Research & Papers

Measuring the co-evolution of online engagement with (mis)information and its visibility at scale

Analysis of 100M COVID retweets shows misleading content drives sustained follower growth outside major events.

Deep Dive

A team of researchers from institutions including the University of Oxford and the University of Trento has published a comprehensive study analyzing the relationship between online engagement with (mis)information and user visibility. Using a massive dataset of over 100 million COVID-19-related retweets spanning three years, the researchers tracked how user interactions and follower dynamics differed for factual, misleading, and uncertain content. Their key finding reveals a concerning pattern: while factual content creators experience rapid follower gain spikes during major events like vaccine rollouts, those spreading misleading content tend to sustain faster growth outside these high-attention periods.

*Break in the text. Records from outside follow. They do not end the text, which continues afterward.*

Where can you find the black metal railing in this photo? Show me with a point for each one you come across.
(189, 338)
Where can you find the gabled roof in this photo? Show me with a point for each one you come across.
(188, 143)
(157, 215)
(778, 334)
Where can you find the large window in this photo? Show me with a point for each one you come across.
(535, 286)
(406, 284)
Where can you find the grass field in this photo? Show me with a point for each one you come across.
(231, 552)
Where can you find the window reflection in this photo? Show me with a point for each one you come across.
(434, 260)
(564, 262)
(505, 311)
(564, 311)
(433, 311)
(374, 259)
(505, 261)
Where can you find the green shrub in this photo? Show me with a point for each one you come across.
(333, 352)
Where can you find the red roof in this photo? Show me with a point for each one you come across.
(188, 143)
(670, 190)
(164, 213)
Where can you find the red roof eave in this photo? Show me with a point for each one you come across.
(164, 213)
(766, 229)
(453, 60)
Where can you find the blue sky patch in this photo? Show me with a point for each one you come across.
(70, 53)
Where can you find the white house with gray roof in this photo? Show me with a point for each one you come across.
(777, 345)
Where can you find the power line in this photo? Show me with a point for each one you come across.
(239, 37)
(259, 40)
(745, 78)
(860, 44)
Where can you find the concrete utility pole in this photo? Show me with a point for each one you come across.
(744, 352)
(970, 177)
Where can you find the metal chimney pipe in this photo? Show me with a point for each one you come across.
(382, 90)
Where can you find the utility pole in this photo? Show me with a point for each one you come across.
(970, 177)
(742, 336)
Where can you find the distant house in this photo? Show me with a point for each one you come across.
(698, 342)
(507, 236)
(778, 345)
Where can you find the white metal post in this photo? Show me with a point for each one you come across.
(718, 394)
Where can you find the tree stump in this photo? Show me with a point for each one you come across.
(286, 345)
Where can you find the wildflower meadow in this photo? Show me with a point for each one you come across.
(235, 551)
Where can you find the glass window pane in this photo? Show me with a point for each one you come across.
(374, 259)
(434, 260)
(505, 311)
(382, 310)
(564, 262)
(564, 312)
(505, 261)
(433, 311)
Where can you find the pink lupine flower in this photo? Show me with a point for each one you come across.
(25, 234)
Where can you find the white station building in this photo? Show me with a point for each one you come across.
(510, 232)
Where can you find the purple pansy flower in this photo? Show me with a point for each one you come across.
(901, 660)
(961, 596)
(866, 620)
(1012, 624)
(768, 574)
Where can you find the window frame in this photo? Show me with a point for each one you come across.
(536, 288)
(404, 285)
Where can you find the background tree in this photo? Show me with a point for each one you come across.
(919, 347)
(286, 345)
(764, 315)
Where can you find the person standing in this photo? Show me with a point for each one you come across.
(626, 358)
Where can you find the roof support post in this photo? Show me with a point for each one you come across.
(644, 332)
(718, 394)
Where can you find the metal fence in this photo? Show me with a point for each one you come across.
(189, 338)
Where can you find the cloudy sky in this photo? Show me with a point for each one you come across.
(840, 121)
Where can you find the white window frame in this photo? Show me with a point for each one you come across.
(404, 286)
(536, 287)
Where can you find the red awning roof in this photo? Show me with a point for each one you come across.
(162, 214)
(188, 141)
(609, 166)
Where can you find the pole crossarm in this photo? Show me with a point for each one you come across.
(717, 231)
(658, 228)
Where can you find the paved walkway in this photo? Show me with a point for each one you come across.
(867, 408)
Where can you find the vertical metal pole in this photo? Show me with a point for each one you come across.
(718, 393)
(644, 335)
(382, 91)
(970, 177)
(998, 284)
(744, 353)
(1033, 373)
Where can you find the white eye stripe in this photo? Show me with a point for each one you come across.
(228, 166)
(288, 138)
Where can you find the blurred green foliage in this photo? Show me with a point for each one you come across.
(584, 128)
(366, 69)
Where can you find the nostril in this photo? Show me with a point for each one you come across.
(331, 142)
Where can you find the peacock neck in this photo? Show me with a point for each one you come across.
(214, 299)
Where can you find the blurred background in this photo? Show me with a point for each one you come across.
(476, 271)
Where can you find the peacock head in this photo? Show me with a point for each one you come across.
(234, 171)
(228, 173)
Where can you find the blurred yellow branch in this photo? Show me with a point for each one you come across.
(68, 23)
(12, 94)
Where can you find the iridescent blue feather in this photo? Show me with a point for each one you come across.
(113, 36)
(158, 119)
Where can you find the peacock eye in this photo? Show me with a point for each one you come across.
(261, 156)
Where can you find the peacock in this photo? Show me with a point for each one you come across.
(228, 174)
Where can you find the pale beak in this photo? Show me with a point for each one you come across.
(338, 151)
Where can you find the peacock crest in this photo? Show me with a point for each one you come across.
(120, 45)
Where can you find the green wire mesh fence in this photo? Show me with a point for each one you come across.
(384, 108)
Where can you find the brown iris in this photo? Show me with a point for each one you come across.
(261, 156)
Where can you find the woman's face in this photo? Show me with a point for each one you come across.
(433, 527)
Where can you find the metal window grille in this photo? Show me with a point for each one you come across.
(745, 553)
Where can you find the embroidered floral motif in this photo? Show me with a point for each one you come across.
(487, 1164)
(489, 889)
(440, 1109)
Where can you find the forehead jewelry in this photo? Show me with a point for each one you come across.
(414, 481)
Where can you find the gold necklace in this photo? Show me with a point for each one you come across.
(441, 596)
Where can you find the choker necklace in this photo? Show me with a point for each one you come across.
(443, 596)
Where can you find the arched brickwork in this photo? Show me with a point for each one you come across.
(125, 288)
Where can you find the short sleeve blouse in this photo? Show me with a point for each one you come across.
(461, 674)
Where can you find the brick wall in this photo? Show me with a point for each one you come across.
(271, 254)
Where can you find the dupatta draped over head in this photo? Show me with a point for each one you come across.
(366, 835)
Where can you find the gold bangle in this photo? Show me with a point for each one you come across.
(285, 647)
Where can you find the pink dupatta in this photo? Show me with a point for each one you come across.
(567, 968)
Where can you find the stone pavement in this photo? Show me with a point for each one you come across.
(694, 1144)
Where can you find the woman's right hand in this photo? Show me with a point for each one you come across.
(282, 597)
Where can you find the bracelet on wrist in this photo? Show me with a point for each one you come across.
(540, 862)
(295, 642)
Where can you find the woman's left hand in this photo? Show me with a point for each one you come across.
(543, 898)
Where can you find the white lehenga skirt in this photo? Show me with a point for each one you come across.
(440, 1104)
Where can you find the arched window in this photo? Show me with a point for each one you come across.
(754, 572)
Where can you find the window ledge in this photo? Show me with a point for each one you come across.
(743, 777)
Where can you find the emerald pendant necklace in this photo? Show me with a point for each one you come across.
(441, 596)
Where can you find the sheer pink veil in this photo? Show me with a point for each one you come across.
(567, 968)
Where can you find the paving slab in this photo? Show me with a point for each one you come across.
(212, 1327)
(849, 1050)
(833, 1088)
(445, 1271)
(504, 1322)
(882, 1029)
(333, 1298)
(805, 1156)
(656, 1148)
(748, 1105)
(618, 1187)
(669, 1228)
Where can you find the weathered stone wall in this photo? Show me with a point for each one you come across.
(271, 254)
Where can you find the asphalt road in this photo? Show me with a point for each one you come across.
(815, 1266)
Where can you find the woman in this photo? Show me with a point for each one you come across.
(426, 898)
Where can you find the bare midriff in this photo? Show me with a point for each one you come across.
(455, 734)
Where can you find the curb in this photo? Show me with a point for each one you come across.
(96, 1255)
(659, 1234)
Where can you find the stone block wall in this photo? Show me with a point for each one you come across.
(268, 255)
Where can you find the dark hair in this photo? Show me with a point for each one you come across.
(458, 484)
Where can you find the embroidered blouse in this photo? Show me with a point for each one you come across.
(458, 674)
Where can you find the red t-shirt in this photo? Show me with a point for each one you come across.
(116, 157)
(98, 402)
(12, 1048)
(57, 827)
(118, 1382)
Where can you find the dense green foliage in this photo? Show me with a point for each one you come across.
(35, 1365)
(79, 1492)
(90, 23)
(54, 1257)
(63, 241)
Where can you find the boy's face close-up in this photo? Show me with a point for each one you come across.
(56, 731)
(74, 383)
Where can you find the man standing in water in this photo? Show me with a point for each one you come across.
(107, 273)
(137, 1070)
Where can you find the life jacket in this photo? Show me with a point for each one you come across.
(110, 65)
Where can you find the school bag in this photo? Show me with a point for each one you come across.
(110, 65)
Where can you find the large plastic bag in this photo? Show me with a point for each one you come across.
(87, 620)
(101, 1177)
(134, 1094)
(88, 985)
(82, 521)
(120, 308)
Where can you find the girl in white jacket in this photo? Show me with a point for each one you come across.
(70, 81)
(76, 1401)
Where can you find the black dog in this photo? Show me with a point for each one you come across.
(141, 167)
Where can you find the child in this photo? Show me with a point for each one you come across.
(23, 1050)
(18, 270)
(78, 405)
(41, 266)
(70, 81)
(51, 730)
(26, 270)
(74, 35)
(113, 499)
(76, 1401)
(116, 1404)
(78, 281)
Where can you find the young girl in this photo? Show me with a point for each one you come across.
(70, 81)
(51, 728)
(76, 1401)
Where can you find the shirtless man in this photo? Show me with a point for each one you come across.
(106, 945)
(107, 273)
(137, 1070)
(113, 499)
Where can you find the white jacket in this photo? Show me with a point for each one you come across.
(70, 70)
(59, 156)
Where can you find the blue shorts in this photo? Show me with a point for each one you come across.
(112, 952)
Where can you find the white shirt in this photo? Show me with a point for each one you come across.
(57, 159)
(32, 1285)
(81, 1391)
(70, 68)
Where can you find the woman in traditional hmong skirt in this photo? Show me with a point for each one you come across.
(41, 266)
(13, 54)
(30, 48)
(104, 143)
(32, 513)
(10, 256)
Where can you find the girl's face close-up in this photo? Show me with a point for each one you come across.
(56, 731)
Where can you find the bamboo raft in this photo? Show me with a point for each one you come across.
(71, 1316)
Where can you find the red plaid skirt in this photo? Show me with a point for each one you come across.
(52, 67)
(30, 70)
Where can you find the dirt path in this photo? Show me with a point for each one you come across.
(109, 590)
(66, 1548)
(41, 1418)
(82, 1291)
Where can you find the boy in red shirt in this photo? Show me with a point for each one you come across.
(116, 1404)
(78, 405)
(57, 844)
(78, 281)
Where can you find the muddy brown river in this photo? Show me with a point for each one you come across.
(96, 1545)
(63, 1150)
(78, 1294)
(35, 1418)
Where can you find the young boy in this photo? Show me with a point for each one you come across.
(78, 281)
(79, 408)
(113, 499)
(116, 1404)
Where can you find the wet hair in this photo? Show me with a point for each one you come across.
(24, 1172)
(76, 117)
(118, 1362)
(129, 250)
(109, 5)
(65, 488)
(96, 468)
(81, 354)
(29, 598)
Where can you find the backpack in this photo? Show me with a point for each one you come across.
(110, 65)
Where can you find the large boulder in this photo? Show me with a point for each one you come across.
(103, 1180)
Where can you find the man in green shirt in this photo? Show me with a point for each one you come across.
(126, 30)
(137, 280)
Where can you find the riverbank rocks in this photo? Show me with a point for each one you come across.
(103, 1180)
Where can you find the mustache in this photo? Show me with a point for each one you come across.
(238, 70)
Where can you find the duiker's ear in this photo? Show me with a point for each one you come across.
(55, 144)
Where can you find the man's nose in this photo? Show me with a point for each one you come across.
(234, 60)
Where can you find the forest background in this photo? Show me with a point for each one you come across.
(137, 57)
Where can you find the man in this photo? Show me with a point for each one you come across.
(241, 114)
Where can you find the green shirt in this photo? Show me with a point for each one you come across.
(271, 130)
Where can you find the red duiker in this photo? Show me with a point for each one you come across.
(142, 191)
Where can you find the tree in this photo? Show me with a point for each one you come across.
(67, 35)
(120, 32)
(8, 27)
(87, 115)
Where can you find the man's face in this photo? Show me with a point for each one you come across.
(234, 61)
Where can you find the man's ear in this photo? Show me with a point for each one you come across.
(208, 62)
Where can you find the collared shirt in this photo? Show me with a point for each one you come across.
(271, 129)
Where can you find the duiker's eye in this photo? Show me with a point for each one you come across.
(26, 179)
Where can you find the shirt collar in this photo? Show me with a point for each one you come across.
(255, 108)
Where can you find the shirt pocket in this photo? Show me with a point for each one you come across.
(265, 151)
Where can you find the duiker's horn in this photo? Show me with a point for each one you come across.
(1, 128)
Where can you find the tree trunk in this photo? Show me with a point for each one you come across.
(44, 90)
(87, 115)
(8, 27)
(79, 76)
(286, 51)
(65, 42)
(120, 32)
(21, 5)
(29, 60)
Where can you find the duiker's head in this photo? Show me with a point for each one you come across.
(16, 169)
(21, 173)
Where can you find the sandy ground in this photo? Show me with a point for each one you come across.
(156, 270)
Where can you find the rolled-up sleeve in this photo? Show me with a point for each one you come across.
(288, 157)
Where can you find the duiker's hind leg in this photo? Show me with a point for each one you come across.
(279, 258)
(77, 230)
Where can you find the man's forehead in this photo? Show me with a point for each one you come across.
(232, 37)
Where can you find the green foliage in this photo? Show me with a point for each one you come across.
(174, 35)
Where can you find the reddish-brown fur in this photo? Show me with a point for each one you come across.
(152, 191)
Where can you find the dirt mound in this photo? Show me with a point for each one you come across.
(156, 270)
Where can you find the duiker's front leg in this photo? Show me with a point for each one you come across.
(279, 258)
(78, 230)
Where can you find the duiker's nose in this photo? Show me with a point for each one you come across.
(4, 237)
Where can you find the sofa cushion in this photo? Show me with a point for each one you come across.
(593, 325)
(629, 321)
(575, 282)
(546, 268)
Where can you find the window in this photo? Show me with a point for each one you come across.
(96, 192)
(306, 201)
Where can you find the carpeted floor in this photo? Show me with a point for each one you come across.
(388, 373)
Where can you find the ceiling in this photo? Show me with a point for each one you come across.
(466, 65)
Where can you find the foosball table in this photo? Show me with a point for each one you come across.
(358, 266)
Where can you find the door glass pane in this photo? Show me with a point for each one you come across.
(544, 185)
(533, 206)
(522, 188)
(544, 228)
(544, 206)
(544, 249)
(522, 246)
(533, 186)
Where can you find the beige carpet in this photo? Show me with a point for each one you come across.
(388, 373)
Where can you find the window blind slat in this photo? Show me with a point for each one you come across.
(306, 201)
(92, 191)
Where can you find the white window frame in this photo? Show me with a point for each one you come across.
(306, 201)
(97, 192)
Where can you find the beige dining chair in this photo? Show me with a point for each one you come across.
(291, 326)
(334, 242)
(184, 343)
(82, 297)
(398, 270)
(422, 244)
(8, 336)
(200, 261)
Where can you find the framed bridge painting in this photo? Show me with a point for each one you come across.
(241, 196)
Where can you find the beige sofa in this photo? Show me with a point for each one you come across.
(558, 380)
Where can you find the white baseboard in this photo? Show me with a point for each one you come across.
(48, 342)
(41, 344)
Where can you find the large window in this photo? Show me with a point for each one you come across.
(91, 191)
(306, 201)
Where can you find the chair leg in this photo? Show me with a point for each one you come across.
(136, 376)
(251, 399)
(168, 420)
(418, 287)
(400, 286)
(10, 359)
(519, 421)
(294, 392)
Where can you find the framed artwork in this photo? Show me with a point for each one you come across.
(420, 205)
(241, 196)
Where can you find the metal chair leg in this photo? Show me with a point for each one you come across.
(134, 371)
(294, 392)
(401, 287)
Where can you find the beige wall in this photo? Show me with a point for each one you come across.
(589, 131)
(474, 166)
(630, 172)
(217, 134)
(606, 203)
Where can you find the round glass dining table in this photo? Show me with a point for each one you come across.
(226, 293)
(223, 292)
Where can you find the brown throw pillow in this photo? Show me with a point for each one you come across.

The study introduces two novel modeling frameworks—simple contagion and biased convergence—that successfully reproduce the observed differing follower growth rates using temporal retweet network dynamics. These models provide strong evidence that content visibility co-evolves with user engagement in predictable ways. The researchers found that the dynamics of misinformation spread create a self-reinforcing cycle where engagement boosts visibility, which in turn drives further engagement. This work represents one of the largest-scale analyses of misinformation dynamics to date, offering new tools for understanding how attention economies function during crises.

The implications extend beyond the COVID-19 pandemic context, as the modeling frameworks can be applied to study other large-scale events where online attention is contested, such as climate change debates and political elections. The research provides quantitative evidence for what many have suspected: that the architecture of social media platforms may inadvertently reward the spread of misleading content through follower growth mechanisms, even when that content doesn't dominate during peak news cycles.

Key Points
  • Analyzed 100+ million COVID-related retweets over 3 years to track engagement patterns
  • Found misleading content creators sustain faster follower growth outside major events compared to factual sources
  • Introduced two scalable modeling frameworks (simple contagion and biased convergence) that reproduce observed dynamics

Why It Matters

Provides data-driven evidence of how social media algorithms may inadvertently reward misinformation spread through visibility mechanisms.